"You are the 13th most valued employee at the company."
Would this statement make you feel better about your job? Traditionally, employers have been ranking employee value based on already measurable metrics like quotas or sales goals. But at a large company, it may not always be easy to pin down a benchmark for workers.
Meet the Saba People Cloud. According to Wired, HR software company Saba will be unveiling a new application that helps businesses build a database of scores that can help assess the most valuable employees based on social networking. It's similar to services like Reppify and BranchOut, which help analyze activity on outside websites. But this service will monitor similar data from an intracompany network.
The catch to this is that employee scores are based on their Saba People Cloud activity, and each worker is given a People Quotient (pQ). It's a move that's going to register as controversial to employers who believe they have a low segment of digital-savvy employees, or ones who aren't exactly comfortable trying to move up the social ladder.
According to Wired, "The engine looks across an organization to compare your performance against other managers with similar positions and goals, and it determines the 'quality' of your social interactions and contributions across the company...It’s like a corporate Klout score—a controversial score that rates your social networking impact on the public internet. The more you accrue followers, engage with others, and post stuff that people reference in their own posts, the better your pQ score."
While the system may not appeal to non-social network users, it may turn into a safer platform to help steer HR managers away from digging into online personal profiles, like Facebook or Twitter. According to Eurocom Worldwide, a global PR agency that did a study on the technology market, almost one in five technology industry executives say that a candidate’s social media profile has caused them not to hire that person.

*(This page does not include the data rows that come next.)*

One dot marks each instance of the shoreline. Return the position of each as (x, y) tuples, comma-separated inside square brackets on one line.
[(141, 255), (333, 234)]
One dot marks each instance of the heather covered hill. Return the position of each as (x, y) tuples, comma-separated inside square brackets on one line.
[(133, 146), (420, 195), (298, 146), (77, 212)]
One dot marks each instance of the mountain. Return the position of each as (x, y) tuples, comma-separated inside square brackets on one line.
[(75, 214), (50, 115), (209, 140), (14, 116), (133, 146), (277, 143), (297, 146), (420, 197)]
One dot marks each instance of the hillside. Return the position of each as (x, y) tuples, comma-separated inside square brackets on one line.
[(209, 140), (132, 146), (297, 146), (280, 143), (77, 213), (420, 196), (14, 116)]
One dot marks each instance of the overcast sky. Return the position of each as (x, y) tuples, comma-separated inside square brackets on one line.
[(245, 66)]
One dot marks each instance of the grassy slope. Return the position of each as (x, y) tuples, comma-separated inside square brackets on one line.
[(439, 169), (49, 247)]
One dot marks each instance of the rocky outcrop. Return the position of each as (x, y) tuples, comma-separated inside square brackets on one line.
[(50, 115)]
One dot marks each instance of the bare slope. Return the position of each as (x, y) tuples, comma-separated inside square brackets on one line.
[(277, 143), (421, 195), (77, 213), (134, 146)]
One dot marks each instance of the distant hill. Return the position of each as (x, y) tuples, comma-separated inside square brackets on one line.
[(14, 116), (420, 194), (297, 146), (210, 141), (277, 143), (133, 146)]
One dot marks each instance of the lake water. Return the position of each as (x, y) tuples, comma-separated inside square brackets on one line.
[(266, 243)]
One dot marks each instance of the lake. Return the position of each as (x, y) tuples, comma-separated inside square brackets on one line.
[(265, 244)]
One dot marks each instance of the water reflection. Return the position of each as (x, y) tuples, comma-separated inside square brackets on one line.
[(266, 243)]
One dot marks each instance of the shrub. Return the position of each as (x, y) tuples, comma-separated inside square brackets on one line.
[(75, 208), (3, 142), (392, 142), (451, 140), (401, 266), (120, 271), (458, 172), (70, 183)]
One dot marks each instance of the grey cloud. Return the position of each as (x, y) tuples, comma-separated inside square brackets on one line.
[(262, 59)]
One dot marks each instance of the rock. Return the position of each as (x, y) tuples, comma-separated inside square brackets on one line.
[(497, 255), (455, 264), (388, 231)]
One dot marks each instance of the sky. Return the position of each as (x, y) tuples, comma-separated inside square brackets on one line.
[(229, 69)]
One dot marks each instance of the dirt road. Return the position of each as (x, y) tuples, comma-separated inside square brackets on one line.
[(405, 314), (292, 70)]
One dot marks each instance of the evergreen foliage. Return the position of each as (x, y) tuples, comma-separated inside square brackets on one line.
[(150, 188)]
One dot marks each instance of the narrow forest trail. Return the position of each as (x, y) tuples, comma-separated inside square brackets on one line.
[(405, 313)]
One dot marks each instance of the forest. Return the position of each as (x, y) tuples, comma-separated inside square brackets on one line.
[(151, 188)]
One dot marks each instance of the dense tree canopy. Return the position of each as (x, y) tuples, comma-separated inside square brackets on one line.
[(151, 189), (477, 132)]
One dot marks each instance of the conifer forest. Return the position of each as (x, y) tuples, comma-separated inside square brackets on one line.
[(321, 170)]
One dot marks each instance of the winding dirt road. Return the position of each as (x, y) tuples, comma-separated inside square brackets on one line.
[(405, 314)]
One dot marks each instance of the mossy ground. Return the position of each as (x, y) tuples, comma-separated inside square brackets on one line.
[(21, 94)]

“The 21st century human is learning that every action leaves an indelible digital trail. In the years ahead many of us will be challenged by what we are making public in various social forums today," says Mads Christensen, network director at Eurocom Worldwide. "The fact that one in five applicants disqualify themselves from an interview because of content in the social media sphere is a warning to job seekers and a true indicator of the digital reality we now live in."